Odisha Film Development Corporation
- Abbreviation: OFDC
- Formation: 1976
- Headquarters: Chalachitra Bhawan, Buxi Bazar, Cuttack
- Region served: Odisha
- Chairman: Kuna Tripathy
- Website: https://odfilm.org

= Odisha Film Development Corporation =

The Odisha Film Development Corporation is a Public Sector Undertaking (PSU) of Government of Odisha.
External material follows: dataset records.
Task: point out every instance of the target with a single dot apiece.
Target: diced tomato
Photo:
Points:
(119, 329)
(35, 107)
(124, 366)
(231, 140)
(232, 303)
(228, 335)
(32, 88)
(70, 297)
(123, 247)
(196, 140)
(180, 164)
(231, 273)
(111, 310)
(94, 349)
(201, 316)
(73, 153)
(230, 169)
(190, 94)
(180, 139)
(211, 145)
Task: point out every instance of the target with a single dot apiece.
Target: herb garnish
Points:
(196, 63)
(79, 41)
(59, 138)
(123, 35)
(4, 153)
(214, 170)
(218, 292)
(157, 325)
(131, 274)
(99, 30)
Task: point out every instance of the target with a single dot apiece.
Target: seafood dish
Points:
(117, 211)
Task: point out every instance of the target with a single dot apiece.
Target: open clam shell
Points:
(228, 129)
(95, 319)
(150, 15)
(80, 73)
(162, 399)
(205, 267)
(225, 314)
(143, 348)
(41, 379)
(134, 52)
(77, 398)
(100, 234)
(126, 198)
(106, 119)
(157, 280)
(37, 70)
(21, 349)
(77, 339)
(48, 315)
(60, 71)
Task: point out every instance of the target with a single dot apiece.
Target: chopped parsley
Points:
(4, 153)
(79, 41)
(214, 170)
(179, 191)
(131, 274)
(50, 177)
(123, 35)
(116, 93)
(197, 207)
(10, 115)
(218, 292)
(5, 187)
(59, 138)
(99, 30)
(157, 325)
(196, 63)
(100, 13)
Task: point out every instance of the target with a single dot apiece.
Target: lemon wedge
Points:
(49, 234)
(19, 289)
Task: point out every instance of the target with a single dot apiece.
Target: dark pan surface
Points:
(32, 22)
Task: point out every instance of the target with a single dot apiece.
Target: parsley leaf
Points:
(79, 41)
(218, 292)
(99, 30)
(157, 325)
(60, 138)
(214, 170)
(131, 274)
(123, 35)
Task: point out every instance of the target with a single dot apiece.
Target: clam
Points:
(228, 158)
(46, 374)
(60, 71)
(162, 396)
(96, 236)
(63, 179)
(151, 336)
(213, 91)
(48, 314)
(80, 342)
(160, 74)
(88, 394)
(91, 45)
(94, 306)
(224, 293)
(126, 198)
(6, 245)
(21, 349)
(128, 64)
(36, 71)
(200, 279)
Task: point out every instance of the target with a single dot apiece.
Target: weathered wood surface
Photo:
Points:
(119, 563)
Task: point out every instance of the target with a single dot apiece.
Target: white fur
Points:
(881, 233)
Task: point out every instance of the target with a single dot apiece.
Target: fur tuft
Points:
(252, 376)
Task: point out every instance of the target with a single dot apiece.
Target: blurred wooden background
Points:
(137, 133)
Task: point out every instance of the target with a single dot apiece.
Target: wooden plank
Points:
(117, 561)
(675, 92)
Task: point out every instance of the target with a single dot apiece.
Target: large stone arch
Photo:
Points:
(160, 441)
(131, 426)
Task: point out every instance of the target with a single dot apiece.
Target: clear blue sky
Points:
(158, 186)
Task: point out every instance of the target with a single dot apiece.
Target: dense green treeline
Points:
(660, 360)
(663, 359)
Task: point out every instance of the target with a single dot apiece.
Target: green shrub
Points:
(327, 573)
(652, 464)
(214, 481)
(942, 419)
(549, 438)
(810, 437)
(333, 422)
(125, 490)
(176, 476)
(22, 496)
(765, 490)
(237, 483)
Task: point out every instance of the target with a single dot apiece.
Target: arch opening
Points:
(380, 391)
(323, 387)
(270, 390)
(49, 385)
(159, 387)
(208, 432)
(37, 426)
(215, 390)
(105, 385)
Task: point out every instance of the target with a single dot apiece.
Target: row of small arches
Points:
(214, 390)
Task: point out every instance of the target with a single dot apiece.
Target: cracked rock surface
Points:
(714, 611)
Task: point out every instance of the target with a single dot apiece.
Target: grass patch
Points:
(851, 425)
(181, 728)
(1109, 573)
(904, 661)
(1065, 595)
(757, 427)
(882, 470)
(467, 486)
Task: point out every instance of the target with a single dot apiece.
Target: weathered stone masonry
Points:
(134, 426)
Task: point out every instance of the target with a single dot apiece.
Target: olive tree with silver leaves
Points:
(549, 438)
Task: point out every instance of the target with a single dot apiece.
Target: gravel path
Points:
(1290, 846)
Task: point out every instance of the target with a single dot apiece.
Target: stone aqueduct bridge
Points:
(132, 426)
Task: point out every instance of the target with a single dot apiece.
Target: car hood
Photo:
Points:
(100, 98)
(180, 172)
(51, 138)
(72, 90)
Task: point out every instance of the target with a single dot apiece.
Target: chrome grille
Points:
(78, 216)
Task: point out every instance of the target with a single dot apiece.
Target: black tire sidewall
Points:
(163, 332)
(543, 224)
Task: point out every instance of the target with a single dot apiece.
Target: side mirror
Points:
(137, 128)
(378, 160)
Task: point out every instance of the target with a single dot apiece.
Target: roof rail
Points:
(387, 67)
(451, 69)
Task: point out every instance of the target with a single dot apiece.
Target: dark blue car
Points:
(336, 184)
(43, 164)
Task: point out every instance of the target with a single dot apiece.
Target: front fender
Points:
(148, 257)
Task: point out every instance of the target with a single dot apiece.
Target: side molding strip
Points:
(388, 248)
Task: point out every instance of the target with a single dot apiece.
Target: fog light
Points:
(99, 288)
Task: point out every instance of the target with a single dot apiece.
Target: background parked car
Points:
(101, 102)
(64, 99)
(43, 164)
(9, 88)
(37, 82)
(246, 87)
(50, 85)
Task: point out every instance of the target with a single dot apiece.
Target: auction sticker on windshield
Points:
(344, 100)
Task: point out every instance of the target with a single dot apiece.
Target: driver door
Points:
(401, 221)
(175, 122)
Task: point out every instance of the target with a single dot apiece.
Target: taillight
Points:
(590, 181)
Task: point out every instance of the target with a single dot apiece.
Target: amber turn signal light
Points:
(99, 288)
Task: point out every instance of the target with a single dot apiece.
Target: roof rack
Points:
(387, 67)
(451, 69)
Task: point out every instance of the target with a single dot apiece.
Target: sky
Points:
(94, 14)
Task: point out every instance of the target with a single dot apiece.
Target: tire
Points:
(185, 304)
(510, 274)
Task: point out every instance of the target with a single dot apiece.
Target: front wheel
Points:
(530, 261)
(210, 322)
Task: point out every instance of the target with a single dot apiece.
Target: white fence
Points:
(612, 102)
Odisha Film Development Corporation is a promotional agency for the growth and development of film industry in Odisha established in 1976 in Cuttack to promote the Odia film industry.

==Achievements==
- Establishment of Kalinga Studios with Complete Facilities for Indoor Shooting, Outdoor Shooting, Editing, Dubbing, Music Recording (Mono Stereo), Mixing in 16mm, 35mm and Cinema Scope Format
- Establishment of Prasad Kalinga Film Laboratory for Processing and Printing of Colour and Black & White Films in 16mm, 35mm and Cinema Scope Format
- Establishment of a Video Complex in Kalinga Studio for Production of Video Films, Telefilms and Serials with Facilities for Editing, Recording, Dubbing and Shooting
- Organisation of 16 of Regional Film Festivals for Screening of Various Award Winning and Indian Panorama Films
- Organisation of 9 of Children's Film Festivals in Collaboration with Children Film Society of India
- Organisation of the 5th International Children's Film Festival in the Year 1987
- Organisation of 13 Foreign Film Festivals
- Sanction of subsidy to 283 Oriya & Other Languages Featured Films & Documentary Films
- Sanction of subsidy to 13 New Cinema Houses Equivalent to ET Collected for First 2 Years
- Sanction of loan for Construction of Cinema Houses to 86 Entrepreneurs
- Sanction of Soft Loans for Production of 95 Odia Featured Films
- Sanction of Term Loan for Production of 41 Odia Feature Films
- Establishment of an Office Complex known as Chalachitra Bhawan to House the Headquarter of the OFDC at Cuttack with a Film Archive and Preview Theatre
- Declaration of Film Production and Cinema Hall Construction as Industrial Activities
- Enforcement of Compulsory Screening of Odia Feature Films in the Cinema Houses since 11 December 1978
- Opening of Regional Office of the Board of Film Certification

==Past Chairpersons==
- Muzibula Khan, Chairman of Odisha Film Development Corporation
- Devdas Chhotray, Director of Odisha Film Development Corporation (1983-89 & 1996-98).